According to the report, although the lifting of the embargo should be a net positive for Georgia's external accounts, S&P believes it will be insufficient to significantly improve the country's high external vulnerabilities, which stem from its large gross external financing needs and net external debtor position.
"We do not expect these developments to have a tangible bearing on Georgia's creditworthiness in the near term," Standard & Poor's credit analyst Ana Jelenkovic said. "But they could lead to improvements in key economic and external indicators over the medium to longer term."
According to Jelenkovic, he lifting of Russia's trade embargo on Georgian agricultural goods, including wine and mineral water, marks an important improvement in relations between the two countries. "In our view, however, the direct economic effect--the potential recovery in net exports of wine and mineral water to Russia--is unlikely to be significant relative to the weakness of Georgia's external accounts. Eventually, though, we believe accelerated investment inflows and a higher number of Russian tourists could arise through the strengthening of relations between Georgia and Russia," she said.

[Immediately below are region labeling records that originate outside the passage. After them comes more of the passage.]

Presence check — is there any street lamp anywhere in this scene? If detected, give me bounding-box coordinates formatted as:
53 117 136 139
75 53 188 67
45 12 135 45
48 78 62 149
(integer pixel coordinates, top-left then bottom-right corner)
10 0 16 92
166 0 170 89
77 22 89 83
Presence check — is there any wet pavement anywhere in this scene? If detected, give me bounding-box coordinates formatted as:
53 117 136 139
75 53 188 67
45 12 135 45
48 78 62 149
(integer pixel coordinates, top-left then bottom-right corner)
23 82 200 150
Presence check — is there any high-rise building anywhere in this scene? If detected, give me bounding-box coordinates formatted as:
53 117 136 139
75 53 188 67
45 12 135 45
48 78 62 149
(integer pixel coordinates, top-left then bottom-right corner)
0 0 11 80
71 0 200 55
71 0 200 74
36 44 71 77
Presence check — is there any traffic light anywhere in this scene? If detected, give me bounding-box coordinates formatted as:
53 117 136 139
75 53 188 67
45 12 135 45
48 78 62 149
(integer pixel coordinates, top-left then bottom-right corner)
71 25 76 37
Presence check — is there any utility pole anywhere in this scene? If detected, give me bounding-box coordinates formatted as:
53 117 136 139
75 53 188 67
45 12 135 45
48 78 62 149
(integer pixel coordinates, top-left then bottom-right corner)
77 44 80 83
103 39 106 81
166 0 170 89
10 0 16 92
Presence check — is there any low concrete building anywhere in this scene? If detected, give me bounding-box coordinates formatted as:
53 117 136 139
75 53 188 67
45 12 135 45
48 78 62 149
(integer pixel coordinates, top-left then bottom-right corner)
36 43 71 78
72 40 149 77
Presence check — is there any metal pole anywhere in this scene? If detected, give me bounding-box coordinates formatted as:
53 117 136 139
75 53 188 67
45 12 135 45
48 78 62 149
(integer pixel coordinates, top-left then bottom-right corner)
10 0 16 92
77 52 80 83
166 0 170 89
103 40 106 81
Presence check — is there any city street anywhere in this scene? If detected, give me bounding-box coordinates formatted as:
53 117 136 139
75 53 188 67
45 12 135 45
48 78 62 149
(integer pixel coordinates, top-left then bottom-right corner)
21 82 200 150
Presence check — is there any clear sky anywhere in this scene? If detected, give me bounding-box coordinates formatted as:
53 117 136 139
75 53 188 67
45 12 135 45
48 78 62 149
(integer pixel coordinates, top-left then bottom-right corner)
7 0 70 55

As the report points out, the Georgian government actively sought to diversify exports away from Russia when the trading ban was first imposed in 2006 in order to reduce the country's dependence on its large neighbor. The government supported exporters in targeting other neighboring countries as well as niche markets in the U.S., Canada, and Europe. For example, Azerbaijan, which accounted for 10 percent of Georgia's total exports in 2005, now accounts for more than 20 percent, while the U.S. now accounts for 10 percent of Georgia's total exports, up from 3 percent in 2005.
Efforts to diversify away from Russia are most evident in wine and mineral water, which suffered the largest loss of market share through the embargo, the report said. It took Georgia until 2010 to reach pre-embargo export levels of mineral water, but there is still some way to go to reach the pre-embargo level of wine exports. In 2012, Ukraine, Kazakhstan, Lithuania, Belarus, and Azerbaijan accounted for the bulk of mineral water exports. Exports of mineral water to Ukraine increased from 15 percent of the total in 2005, to nearly 50 percent in 2012.

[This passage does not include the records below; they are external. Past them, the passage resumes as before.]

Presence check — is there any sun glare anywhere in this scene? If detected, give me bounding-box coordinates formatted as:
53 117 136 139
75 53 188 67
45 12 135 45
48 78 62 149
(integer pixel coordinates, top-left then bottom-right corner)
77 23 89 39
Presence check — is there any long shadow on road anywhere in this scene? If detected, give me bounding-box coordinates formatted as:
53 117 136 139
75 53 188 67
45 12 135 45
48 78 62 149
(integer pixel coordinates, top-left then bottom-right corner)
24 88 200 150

In terms of wine exports, Georgia has significantly diversified its markets since 2006. Exports to neighboring countries such as Ukraine, Kazakhstan, Belarus, and Azerbaijan have leapt by 270 percent in nominal terms and 180 percent in volume terms. Ukraine, for instance, now accounts for more than 40 percent of Georgia's wine exports, while China accounts for 10 percent, the report said.